DiárioSexto Sentido

É possível esquecer a língua materna morando no exterior?

Eu tinha um avô espanhol que apesar de viver no Brasil há décadas mantinha uma forte ligação com a sua língua materna. Desde os meus primeiros anos de vida, quando voltava da escola ele me contava alguma fábula ou me ensinava uma cantilena.

Me lembro perfeitamente de uma delas, que servia para estimular as crianças a usar os dedinhos da mão.

“Periquito,                 

su hermanito              

pide pan.                    

Éste le dice que no lo hay.                

Éste le cierra la puerta                      

y acostar, acostar, acostar”   

De vez em quando, espontaneamente, quando fazia a ele uma pergunta ou quando ele escutava no rádio um jogo de futebol, pronunciava alguma expressão espanhola.

Quando você mora há tantos no exterior, um dos “contras” é o fato que a sua familiaridade com a língua materna diminui gradualmente.

No começo não é tão evidente, mas com o tempo isso muda. Com o passar dos anos, você está tão envolvido com o idioma de sua pátria adotiva que os pensamentos fluem naquela que seria a sua segunda língua.

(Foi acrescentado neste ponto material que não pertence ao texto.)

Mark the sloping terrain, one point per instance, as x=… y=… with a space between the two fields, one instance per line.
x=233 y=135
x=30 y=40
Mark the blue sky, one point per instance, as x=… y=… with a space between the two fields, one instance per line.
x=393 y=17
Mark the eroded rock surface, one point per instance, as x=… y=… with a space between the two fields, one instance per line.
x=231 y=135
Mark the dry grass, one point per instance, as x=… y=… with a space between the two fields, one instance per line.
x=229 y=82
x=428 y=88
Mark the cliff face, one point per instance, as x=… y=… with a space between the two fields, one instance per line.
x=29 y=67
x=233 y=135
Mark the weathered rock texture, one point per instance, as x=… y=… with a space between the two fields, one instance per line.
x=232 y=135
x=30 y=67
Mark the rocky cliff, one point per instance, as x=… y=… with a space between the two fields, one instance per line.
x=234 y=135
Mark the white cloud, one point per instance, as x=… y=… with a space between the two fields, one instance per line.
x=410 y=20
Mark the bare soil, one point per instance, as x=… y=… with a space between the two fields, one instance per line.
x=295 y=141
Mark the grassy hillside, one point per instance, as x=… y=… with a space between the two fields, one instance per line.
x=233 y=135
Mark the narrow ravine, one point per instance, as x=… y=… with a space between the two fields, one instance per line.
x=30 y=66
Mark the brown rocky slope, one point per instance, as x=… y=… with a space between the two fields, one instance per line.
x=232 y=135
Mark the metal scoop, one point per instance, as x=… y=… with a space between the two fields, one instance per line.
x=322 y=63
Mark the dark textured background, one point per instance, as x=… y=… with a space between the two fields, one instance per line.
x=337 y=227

Eu raciocino, reclamo e sonho em italiano. Até quando entrevisto alguém, em português, as notas que acrescento em meu Moleskine ou no celular são escritas em italiano. Só que me emociono muito quando ouço uma música em português e até em espanhol.

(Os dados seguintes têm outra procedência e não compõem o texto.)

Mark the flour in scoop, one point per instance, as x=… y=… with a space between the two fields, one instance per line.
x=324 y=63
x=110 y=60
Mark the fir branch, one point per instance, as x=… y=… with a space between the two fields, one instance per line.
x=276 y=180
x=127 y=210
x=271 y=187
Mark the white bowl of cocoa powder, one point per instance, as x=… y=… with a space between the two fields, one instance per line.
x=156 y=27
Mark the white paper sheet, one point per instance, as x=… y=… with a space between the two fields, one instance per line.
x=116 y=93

Eu não aprendi a língua na marra. Quando cheguei na Itália já falava e escrevia nesse idioma porque por anos havia frequentado um curso no Brasil.

Por um lado, isso facilitou muito a minha integração. Por outro, hoje mesmo tenho mais facilidade para escrever em italiano do que em português.

Isso significa que quando redijo um artigo utilizando minha língua materna preciso pensar duas vezes antes de identificar a expressão correta, pensar na grafia, me esforçar para não adotar vícios de linguagem adquiridos do italiano.

Uma amiga querida me fez essa observação e preciso concordar com ela. Pode ser, por exemplo, que em vez de “me machuquei” eu adote a expressão “me fiz mal” (do italiano, mi sono fatta male).

Não é só uma questão linguística ou sintática. Morando há 21 anos aqui a minha forma mentis mudou. 

Sou um híbrido assim como era o meu avô. E talvez sem querer ele tenha colaborado a mudar o meu destino para sempre.

Em seu misto de línguas, me ensinou que nas incertezas, nas imprecisões e nas linhas tortas nascem as melhores histórias.